Over the last few months, however, reports emerged that even the White House was beginning to rethink Zinke’s ongoing place within the administration. The Washington Post reported that Trump has become concerned about a Department of Justice inquiry into Zinke’s conduct. Additionally, as control of the Congress is set to flip in January, Democrat lawmakers had already promised to investigate the beleaguered Cabinet member.
Here’s what you need to know about the latest accusations against Zinke— as well as the other times he’s come under fire during his troubled 21-month tenure.
Zinke’s Real Estate Dealings May Have Violated Federal Rules
In June, Politico reported that Zinke and his wife were involved in a real estate deal in Zinke’s hometown of Whitefish, Mont., which was backed by David Lesar, the chairman of oil company Halliburton.
Under the deal, a developer backed by Lesar could build a parking lot on land owned by a foundation started by Zinke (and where his wife currently serves as President). The potential development would include a business and retail park, and also drive up the value of Zinke’s lands nearby, Politico reported.
While the Interior Department is not involved in the development, the connection to Halliburton raised eyebrows because the company would benefit from Department of Interior plans to open federal lands and waters for oil exploration, as well as from the Interior’s plans to relax drilling standards.
The Department of Interior’s inspector general referred the inquiry to the Justice Department in October. A White House official confirmed to the Post that the investigation was intended to determine whether Zinke had “used his office to help himself.”
Zinke vaguely denied the accusations against him in a tweet announcing his resignation Saturday. He wrote that although he was proud of his accomplishments while in office, “I cannot justify spending thousands of dollars defending myself against false allegations.”
Allegedly Unnecessary Travel
Like Treasury Secretary Steven Mnuchin, Energy Secretary Rick Perry, former Veterans Affairs Secretary David Shulkin and former EPA head Scott Pruitt, Zinke has also been accused of abusing taxpayer funds for flights.
The Associated Press reported in December 2017 that Zinke had taken three unnecessary helicopter rides worth $53,000, including one to take a horseback ride with the vice President.
On Twitter, Zinke described the report on his helicopter usage as “total fabrications and a wild departure from reality,” arguing that the rides had been related to his position.

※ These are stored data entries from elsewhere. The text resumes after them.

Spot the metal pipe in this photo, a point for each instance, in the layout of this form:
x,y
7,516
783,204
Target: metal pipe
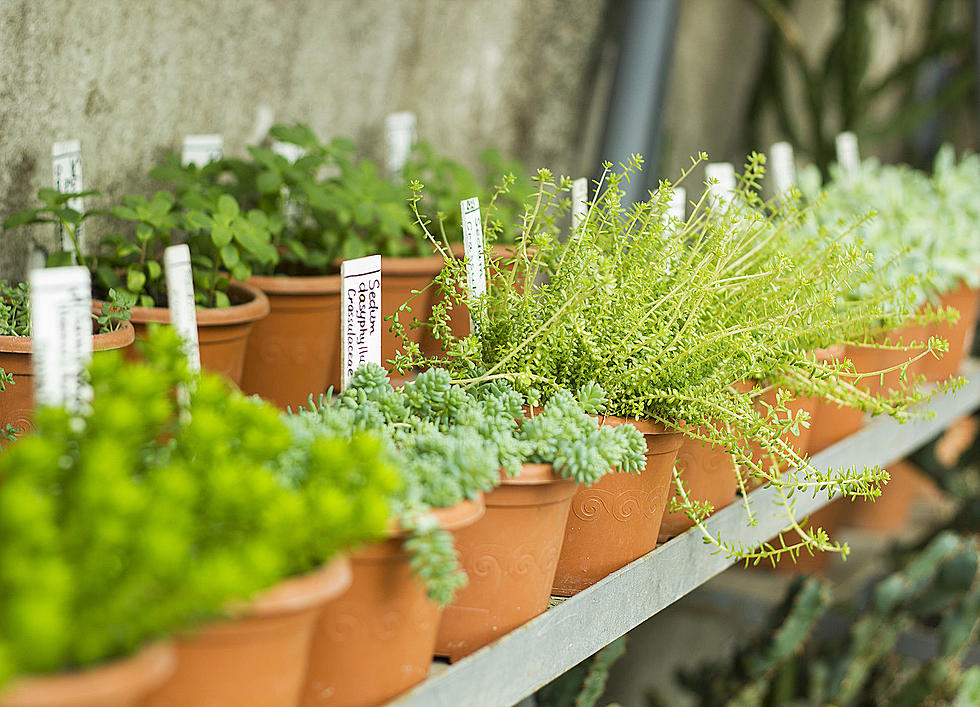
x,y
636,106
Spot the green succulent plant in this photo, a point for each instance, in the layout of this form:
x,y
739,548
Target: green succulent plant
x,y
151,511
669,316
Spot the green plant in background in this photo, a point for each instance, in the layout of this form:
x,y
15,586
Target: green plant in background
x,y
921,224
453,443
938,588
667,317
840,91
153,515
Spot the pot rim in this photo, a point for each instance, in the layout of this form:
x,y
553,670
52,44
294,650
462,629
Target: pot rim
x,y
150,665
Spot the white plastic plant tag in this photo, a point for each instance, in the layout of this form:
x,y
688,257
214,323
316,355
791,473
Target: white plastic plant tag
x,y
61,327
721,183
66,167
201,150
360,315
288,150
848,157
476,266
399,140
783,167
677,208
180,300
580,202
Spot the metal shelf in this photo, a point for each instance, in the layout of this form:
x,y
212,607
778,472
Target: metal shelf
x,y
529,657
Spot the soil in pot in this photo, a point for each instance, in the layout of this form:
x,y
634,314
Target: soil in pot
x,y
709,474
259,659
377,640
617,519
222,333
295,351
17,401
959,335
121,683
510,556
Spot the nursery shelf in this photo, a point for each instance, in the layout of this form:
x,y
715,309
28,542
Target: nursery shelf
x,y
519,663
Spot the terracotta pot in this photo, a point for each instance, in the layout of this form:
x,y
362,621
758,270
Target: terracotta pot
x,y
889,512
121,683
960,335
222,333
510,556
295,351
17,401
617,519
378,639
709,474
260,658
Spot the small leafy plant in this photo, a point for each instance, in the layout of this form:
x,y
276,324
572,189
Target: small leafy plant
x,y
453,443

The office of the Department of the Interior’s inspector general also investigated Zinke’s use of military and chartered planes. It released a report in April that said that while most of Zinke’s flights mainly followed departmental rules, a $12,375 flight he took in June 2017 “could have been avoided.”

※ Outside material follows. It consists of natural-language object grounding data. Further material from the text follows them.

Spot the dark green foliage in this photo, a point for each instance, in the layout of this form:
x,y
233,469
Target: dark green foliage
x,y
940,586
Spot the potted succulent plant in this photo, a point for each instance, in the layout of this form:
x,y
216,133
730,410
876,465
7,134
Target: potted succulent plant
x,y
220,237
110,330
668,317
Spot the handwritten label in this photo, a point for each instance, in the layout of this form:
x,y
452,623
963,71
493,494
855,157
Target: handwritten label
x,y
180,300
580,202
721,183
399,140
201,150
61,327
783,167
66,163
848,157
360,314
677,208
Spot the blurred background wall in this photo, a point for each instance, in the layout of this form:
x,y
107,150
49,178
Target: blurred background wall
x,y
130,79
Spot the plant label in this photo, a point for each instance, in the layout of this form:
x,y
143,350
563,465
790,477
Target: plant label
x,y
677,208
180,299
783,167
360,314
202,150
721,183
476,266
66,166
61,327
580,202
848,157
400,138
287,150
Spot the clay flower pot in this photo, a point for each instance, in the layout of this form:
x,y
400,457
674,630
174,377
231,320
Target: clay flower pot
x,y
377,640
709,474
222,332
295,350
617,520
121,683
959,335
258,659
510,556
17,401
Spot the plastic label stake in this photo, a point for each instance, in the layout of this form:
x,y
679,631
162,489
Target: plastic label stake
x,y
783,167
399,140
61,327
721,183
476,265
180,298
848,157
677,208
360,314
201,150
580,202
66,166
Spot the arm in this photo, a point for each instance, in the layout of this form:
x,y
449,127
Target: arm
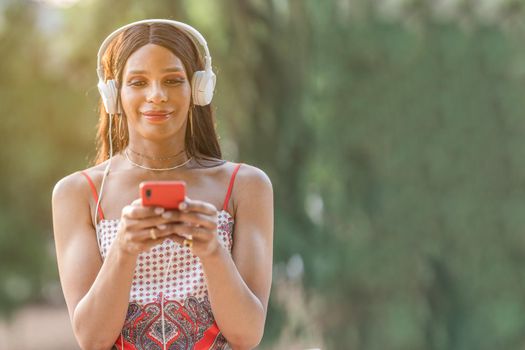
x,y
96,292
239,286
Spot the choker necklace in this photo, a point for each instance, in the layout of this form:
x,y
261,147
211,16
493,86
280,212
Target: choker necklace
x,y
155,169
155,158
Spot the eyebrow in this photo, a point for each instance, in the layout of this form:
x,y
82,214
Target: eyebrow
x,y
167,70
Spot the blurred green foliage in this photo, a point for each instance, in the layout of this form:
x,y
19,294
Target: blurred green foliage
x,y
392,132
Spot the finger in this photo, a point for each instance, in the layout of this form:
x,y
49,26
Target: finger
x,y
144,223
193,218
196,205
154,233
186,231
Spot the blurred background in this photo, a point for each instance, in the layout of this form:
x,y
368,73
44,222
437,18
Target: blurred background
x,y
392,130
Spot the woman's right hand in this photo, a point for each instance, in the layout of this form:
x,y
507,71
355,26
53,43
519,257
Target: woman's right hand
x,y
138,225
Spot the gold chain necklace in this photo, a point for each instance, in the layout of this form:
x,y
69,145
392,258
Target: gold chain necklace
x,y
155,158
155,169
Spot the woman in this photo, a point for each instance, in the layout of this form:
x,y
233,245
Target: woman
x,y
137,277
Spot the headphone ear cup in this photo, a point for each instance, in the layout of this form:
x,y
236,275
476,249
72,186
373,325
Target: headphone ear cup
x,y
202,86
109,92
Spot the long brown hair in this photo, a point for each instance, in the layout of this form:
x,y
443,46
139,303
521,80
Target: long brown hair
x,y
203,144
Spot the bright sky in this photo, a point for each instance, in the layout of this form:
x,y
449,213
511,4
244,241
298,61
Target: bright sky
x,y
59,3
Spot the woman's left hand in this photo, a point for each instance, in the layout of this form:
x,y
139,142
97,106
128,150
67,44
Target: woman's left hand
x,y
195,226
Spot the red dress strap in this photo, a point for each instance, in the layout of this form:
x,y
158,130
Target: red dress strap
x,y
232,180
95,194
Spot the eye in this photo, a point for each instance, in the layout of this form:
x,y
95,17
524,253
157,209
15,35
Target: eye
x,y
175,81
137,83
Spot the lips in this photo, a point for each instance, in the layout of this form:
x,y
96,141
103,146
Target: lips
x,y
156,116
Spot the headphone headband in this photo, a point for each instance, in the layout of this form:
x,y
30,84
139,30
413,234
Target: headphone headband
x,y
186,27
202,82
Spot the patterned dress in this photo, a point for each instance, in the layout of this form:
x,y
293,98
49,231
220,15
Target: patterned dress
x,y
188,318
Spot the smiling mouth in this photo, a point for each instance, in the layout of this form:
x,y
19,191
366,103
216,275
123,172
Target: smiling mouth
x,y
156,116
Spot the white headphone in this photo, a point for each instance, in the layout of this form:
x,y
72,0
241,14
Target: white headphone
x,y
202,82
202,86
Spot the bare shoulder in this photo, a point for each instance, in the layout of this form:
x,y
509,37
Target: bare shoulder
x,y
76,183
73,190
252,183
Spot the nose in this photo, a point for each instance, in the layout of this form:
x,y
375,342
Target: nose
x,y
156,93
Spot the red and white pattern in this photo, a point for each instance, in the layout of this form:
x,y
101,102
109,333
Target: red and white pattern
x,y
189,322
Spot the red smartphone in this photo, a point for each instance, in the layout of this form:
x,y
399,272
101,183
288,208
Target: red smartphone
x,y
165,194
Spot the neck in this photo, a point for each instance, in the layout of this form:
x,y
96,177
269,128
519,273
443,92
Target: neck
x,y
155,156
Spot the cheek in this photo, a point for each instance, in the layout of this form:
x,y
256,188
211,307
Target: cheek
x,y
129,98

Zinke also allowed his wife and other people to travel in government vehicles with him in violation of the Interior Department policies, which ban unofficial passengers from government vehicles, according to a report the Interior’s inspector general released in October.
Attacks on Conservation
Zinke has also come under fire for weakening conservational protections of wildlife and American lands.
On Trump’s orders, Zinke’s department reviewed the boundaries of 27 national monuments in 2017 and suggested that the administration move the boundaries of several monuments. In December, Trump shrunk the size of the Bear Ears National Monument by 85% and halved the Grand Staircase-Escalante, removing federal protections on 2 million acres of land, according to the New York Times.
Zinke has strongly advocated for expanding American offshore drilling including off the coast of Alaska and in the Gulf of Mexico. While it later became clear that the Trump administration had decided to pare down its proposal, the Interior Department initially indicated that it intended to open almost all American waters for drilling.
Zinke also been criticized for weakening regulations intended to protect threatened species.
These changes included a proposal to weaken the Endangered Species Act, a 1973 law intended to protect plants and animals in danger of extinction. Under the proposed changes, animals listed as “threatened” would no longer receive protections similar to endangered animals. A rule which instructs the U.S. Fish and Wildlife Service and National Oceanic and Atmospheric Administration to ignore the economic impact of protecting animals would also be struck from the act.
This March, just four months after the U.S. Fish and Wildlife Service backed down on a proposal to relax a ban on importing elephant trophies in response to a powerful public backlash, Zinke lifted an Obama-era ban on importing legal elephant trophies from Zambia and Zimbabwe.
He also revoked a ban on hunters using lead bullets on wildlife refuges. Environmentalists argue that lead can poison water, the land and the animals exposed to it.